I was working on the shawl when the last mishap happened and, because I jumped and ran with no thought for the knitting at all, there were some injured stitches, hence, I am a bitter woman. I left the pattern in question after many head-banging-into-walls sessions that basically consisted of this:

1)I like the shape of the shawl, not the stitch. And the shape, as you all know, is not very complicated. The stitch? My gosh - when do I have time to sit down and knit lace that has no cheating 'purl all' stitch side? I wanted something I could carry around and knit when I'd otherwise be biting my tongue and hissing 'bread knife' at everyone!

Solution: Designing a simple shawl in the half-circle shaping that I like and ditching the maddening holey stitch pattern.

2) The stitch pattern is holey. And, no, we're not speaking in a spiritual sense here. It has lots of holes. Lots of holes for a Mainer means I could wear it maybe one month a year. Sometime after black fly season leading up the the 'no one told me summers in Maine would be this stifling and hot' season that others casually call 'summer'. Holes, as you know, let air through - which is in direct contradiction to the supremely cold air that I'd be wearing the shawl for protection from. I poo-pooed this excuse, at first, and chastised myself for being too lazy to knit the hard stitch. Until, I went and looked at the shawls I have so far. Aside from the black poncho I made years ago and have since worn to a state of frizzed out lint-collecting that it really is for 'around the house' or I'd probably need a dust bunny permit to wear it in public, and my 'barn shawl' that I crocheted years ago and wear during lambing season (so, it's in pretty rough condition as it has been used once or twice to wrap a cold and failing lamb in to rush them inside for CPR by the wood stove), all of my shawls are excessively holey. Not that a shawl can't have some lace and some holes, understand. I mean to say that my natural inclination is to pick a stitch that is very 'open'. And that is wholly (gawd I love a pun) inappropriate for Maine weather. Hmmm. Let's recap - the two shawls that are not holey are near worn out - implying they are used regularly. The 3-100 holey shawls that are collecting dust in the closet are in prime, nigh brand new condition. Really freakin' demanding stitch for another holey shawl????
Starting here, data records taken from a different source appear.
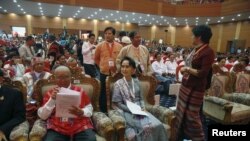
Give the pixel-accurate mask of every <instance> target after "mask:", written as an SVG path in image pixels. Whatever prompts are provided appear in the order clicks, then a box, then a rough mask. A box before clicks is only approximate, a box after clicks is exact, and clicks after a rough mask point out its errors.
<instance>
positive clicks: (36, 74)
mask: <svg viewBox="0 0 250 141" xmlns="http://www.w3.org/2000/svg"><path fill="white" fill-rule="evenodd" d="M31 65H32V67H33V70H32V71H31V72H28V73H25V74H24V76H23V79H24V82H25V84H26V86H27V93H28V101H29V100H32V99H31V96H32V94H33V85H34V84H35V82H36V81H37V80H40V79H48V78H49V77H50V76H51V73H49V72H46V71H44V59H43V58H42V57H34V58H32V60H31Z"/></svg>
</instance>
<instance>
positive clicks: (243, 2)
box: [221, 0, 250, 15]
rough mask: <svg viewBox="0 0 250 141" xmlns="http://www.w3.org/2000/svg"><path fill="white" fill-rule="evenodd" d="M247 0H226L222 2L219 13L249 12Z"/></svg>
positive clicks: (249, 9) (247, 1) (247, 2)
mask: <svg viewBox="0 0 250 141" xmlns="http://www.w3.org/2000/svg"><path fill="white" fill-rule="evenodd" d="M249 11H250V1H249V0H227V1H225V2H223V3H222V7H221V15H229V14H235V13H239V12H241V13H242V12H249Z"/></svg>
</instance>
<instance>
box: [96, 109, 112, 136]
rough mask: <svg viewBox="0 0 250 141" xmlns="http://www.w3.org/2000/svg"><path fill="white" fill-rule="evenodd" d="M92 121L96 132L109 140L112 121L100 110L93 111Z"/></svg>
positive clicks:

Solution: Designing a simple shawl in the half-circle shaping that I like and ditching the maddening holey stitch pattern.


And, finally 3) After denying the inner wisdom that propelled me through this thought process, (I mean, I'm surrounded by such vast intelligence that it is obvious to everyone how I might feel overwhelmed and incapable of meeting such competence - Bread Knife!) I cast on and kept on stitching anyway. Stitching, drinking coffee, ripping, cursing a little. Okay, by the third time, the coffee was cold so I was cursing ALOT. Still, I got about 5 rows in, stretched it out to block the stitch pattern, and felt that the way the color shifts in the boldly adult rainbow yarn was going was, well, kinda boring.

Solution: Designing a simple shawl in the half-circle shaping that I like and ditching the maddening holey stitch pattern.


Are we seeing a pattern, here? Guess what I did? No, really, guess? I ripped it - again. Then, I put it down and went on with the day's work. I'm a glutton for punishment because I managed to convince myself, again, that I lack the discipline to knit a good shawl and that I might also lack the talent to devise my own pattern. So, I cast on - again! And, this time, I knit 10 rows before I realized I hated how the yarn looked knit this way. Bread Knife!

I ripped, I laughed, I threatened to stab myself through each fingertip with a sharp, aluminum sock needle if I tried to cast on this shawl in this stitch pattern again.....and I'm working on a simple half-circle shawl that will have a dazzling border chock full of holes - so that it keeps my neck, back, shoulders, and chest warm. With the holes that low, only my butt will be frozen and maybe if that happens - some of it will fall off. Bread Knife!